We’ll keep you posted and plugged-in.
Comments from Plugged-In Readers
Well it’s about time!
Seriously. This has been happening for decades. Thank goodness they’re having a meeting about it!
And nothing will come of it.
Hopefully they will tackle the “we saved a wall so it’s not a demolition” game.
One way to address this is to prorate a project to determine where it falls on the continuous spectrum of “total demo and rebuild” vs. “minor remodel”.
For example if the old house is torn down except for a 4′ length of wall then it would be considered 98% demo, 2% remodel and effectively be permitted as a demo/rebuild.
Was there any mention of the subject of NIMBY complaints couched in language used solely to obstruct, when the real point is that neighbors simply don’t want the noise and mess on their street? Enforcing harsh monetary fines for, let’s say, an erroneous “exceeding the scope of permit” complaint? I don’t deny that fraudulent building plans are a problem. But so is the rampant abuse of the complaint system.

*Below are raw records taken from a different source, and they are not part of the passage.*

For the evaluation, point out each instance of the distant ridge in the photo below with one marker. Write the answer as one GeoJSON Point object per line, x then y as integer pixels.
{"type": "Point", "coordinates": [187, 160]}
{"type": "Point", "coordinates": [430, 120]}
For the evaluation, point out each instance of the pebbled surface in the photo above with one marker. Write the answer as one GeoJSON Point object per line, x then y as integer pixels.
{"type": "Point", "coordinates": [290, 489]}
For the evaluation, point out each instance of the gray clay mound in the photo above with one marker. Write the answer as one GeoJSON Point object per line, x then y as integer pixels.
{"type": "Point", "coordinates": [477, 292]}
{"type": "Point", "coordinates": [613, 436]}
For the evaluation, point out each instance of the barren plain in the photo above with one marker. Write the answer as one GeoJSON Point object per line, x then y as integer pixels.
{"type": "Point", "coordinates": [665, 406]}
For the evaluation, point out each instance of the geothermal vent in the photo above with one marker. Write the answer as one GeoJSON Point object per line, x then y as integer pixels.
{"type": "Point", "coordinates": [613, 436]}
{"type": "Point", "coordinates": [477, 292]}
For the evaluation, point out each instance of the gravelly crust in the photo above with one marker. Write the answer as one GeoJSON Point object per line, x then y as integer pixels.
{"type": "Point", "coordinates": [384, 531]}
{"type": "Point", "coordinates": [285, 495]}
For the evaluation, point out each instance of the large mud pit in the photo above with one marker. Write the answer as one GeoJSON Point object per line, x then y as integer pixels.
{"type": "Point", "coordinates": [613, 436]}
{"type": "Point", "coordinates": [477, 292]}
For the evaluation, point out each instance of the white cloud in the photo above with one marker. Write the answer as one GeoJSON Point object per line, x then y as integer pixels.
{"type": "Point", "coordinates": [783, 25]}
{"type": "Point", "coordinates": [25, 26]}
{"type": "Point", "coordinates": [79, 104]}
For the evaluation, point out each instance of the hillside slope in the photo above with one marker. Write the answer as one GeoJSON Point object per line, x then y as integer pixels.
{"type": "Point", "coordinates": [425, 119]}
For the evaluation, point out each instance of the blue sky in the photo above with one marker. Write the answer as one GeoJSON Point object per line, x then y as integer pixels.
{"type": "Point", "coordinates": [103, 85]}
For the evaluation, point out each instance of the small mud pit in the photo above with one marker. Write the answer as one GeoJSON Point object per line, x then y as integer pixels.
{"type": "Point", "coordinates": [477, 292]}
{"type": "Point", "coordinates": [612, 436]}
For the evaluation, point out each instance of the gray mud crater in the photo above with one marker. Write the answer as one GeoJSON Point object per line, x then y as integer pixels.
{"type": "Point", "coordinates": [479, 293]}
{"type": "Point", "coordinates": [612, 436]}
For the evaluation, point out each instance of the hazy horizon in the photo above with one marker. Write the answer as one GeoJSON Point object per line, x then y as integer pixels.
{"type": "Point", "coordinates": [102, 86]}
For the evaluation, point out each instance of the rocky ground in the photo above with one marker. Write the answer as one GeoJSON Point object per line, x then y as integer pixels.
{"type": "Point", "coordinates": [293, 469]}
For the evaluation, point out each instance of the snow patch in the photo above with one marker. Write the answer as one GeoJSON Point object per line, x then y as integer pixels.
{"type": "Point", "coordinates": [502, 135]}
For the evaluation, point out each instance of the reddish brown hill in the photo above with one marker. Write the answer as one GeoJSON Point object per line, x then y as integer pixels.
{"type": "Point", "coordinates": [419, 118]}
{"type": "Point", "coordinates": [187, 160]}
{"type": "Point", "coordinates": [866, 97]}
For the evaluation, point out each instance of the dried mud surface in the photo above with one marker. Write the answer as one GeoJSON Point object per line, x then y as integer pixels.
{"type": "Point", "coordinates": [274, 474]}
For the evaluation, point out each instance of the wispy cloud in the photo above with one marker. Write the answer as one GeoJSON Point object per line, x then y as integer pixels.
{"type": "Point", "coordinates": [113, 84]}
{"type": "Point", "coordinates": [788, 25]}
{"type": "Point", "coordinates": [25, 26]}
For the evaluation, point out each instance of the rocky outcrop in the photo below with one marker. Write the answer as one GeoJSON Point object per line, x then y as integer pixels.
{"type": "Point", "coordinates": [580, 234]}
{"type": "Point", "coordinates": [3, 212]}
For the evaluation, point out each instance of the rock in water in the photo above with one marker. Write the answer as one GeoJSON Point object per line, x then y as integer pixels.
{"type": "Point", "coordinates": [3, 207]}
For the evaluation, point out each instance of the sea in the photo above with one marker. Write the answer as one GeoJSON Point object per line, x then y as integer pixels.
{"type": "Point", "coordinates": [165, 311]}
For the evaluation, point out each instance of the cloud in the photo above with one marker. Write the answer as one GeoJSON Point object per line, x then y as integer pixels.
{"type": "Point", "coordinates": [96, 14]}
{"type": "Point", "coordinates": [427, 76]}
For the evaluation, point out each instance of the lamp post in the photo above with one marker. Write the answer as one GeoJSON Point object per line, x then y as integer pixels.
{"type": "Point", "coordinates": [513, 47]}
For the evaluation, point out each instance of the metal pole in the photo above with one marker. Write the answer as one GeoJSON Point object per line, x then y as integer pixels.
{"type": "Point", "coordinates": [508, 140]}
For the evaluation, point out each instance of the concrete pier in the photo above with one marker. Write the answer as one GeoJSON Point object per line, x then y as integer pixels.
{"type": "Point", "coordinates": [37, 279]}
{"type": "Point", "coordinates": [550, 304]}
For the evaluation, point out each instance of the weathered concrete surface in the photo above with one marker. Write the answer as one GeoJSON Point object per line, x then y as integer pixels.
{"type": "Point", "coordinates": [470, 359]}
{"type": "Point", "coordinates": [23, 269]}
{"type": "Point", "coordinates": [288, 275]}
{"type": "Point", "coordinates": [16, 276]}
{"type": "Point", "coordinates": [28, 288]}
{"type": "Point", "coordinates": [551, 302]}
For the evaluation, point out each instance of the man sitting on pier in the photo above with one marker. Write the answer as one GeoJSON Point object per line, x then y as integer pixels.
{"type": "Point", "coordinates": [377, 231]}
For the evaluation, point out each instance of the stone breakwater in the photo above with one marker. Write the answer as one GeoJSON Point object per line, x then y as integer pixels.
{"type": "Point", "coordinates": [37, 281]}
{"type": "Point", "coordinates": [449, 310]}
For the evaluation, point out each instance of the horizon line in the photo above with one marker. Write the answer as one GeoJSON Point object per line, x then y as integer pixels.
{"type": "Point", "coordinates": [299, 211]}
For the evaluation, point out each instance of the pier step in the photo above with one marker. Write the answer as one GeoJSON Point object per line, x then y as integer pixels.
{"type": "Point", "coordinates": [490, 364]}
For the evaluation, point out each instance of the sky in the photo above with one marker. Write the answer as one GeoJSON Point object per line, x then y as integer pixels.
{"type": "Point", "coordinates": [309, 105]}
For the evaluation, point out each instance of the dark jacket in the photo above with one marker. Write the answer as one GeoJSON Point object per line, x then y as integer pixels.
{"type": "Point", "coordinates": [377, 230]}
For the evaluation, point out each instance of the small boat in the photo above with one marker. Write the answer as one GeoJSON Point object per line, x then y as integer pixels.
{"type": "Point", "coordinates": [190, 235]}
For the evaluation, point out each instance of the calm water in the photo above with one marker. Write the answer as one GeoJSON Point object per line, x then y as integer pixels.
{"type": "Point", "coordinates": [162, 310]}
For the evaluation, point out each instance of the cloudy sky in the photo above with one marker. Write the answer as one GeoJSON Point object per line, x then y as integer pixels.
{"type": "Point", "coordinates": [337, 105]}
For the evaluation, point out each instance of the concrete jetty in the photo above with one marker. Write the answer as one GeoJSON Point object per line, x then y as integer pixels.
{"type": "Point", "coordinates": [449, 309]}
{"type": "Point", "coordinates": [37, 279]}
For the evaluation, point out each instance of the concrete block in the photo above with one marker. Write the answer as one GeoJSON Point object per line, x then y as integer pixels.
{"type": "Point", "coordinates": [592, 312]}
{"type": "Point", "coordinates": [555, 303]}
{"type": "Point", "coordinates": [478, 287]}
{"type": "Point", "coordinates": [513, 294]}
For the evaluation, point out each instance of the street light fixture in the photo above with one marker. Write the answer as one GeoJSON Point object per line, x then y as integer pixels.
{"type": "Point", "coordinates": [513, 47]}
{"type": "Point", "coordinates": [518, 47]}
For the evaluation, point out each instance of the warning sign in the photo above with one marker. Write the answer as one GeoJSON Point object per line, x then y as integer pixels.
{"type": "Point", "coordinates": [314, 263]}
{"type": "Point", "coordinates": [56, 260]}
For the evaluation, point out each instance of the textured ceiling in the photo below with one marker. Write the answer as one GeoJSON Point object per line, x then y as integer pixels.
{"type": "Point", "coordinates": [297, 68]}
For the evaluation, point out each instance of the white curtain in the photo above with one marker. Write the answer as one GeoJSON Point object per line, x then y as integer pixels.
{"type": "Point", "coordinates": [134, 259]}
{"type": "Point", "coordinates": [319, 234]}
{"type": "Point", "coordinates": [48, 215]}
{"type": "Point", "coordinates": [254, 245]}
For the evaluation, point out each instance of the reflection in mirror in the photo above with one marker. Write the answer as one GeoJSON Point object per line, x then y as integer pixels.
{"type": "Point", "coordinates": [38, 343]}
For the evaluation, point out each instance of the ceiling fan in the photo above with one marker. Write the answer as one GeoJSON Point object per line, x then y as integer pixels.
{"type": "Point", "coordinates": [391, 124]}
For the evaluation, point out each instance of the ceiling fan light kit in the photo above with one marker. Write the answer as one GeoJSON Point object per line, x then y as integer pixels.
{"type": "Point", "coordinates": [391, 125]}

First, the obligatory comment – Don’t blame the player.
As a builder, if I know that the fines, penalties, etc. for going beyond the scope of the permit are much, much lower than the increase in value that can be obtained by exceeding the scope of the permit, I would do that every single time.
The most recent example I have is 125 Crown Terrace. This was permitted as a remodel, but the existing home “collapsed” in 2013 during the remodel. For those that care, there were numerous Socketsite stories about this.

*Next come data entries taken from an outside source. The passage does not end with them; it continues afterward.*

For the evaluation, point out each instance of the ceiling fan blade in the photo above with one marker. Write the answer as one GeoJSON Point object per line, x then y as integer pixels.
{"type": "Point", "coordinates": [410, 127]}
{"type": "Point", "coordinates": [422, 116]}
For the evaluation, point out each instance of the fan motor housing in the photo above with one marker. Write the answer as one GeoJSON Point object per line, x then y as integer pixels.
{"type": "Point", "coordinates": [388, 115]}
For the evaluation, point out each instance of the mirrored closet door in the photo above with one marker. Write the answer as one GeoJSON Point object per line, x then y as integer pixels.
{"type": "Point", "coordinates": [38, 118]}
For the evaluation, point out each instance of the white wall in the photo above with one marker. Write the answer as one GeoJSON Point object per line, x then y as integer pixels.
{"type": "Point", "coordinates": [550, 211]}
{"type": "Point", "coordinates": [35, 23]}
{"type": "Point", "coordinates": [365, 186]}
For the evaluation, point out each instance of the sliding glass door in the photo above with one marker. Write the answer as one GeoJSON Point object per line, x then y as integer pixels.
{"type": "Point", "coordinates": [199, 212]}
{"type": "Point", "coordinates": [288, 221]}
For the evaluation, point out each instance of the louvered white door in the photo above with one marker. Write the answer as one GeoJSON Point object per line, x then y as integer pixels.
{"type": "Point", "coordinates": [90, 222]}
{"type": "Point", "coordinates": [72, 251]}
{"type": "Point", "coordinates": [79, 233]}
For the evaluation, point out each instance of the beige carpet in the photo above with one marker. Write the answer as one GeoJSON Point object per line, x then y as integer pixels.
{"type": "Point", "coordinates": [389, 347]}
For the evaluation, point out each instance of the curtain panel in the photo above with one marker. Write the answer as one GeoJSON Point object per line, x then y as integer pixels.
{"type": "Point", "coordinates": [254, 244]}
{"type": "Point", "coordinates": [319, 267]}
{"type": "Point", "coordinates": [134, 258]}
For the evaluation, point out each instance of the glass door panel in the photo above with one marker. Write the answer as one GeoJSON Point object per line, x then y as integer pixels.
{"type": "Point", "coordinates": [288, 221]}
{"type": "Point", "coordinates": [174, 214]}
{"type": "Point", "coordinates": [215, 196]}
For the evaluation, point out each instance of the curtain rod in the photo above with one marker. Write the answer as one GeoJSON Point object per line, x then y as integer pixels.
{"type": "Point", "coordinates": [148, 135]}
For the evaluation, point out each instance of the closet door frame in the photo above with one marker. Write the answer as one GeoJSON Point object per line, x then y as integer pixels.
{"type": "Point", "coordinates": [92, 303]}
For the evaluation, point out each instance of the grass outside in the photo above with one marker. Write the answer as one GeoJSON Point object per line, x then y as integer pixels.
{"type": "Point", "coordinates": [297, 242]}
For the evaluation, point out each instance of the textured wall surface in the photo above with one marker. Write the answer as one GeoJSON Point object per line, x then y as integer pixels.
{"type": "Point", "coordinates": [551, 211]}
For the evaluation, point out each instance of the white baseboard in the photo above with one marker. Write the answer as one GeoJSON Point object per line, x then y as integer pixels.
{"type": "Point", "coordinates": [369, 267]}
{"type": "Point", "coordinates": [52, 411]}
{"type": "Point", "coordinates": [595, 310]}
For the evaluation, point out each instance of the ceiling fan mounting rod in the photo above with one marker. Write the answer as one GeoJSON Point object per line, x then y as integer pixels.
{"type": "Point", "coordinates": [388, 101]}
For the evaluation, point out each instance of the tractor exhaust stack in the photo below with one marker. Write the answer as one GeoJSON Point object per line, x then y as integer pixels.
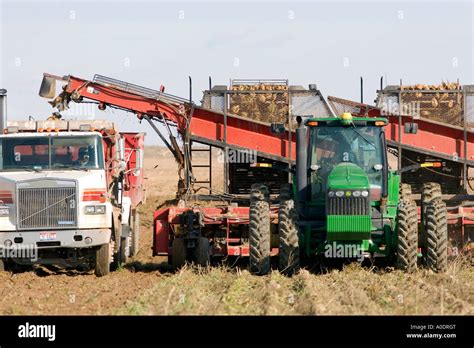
{"type": "Point", "coordinates": [301, 160]}
{"type": "Point", "coordinates": [3, 109]}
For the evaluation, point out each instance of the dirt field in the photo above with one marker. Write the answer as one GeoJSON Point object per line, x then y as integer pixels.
{"type": "Point", "coordinates": [146, 285]}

There a a number of more recent examples that we’ve covered, including the effective demolition of the modernist home at 49 Hopkins Avenue and the “remodeling” of 655 Alvarado as pictured above.

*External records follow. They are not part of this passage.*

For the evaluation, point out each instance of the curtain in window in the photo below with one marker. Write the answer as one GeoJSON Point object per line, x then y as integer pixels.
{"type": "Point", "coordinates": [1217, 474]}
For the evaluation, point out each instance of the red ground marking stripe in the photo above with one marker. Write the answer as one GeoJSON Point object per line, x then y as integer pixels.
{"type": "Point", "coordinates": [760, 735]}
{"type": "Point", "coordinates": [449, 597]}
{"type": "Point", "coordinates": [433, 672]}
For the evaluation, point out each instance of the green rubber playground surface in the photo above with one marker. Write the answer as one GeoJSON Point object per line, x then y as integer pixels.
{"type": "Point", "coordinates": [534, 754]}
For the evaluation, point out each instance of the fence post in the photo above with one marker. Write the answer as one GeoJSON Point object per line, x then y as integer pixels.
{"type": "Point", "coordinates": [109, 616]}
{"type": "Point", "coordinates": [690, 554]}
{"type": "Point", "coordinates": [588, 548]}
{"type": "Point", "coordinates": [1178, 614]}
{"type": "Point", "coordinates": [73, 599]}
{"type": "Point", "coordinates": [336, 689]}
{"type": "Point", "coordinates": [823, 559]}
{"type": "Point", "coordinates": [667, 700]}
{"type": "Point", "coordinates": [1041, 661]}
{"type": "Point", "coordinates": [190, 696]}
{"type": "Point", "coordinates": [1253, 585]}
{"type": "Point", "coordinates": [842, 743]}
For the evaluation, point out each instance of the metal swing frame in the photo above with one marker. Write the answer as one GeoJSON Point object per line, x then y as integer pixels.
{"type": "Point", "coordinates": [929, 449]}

Anyone who has had to deal with city depts. while doing major home renovations can empathize mightily with those who try to avoid it. The building and electrical codes are a maze of protectionist (aka good luck if you want to get a less expensive electrician or plumber from the east bay to do your work – SF code is designed to create a high barrier of entry for competition) nuance, and simple things like rebuilding a deck or porch can carry onerous and wildly expensive and unneeded steps, like having to produce architectural plans of an entire house just to “replace in kind” and existing porch. Its as though they want you to be priced out of repairs and renovation so that you will simply sell and walk away, which resets the tax base of the property and benefits the city’s revenue stream. Whatever the motives of the city in making things so difficult, the result — that only the rich can afford not just to live here, but to improve their residence in the process — is indisputable.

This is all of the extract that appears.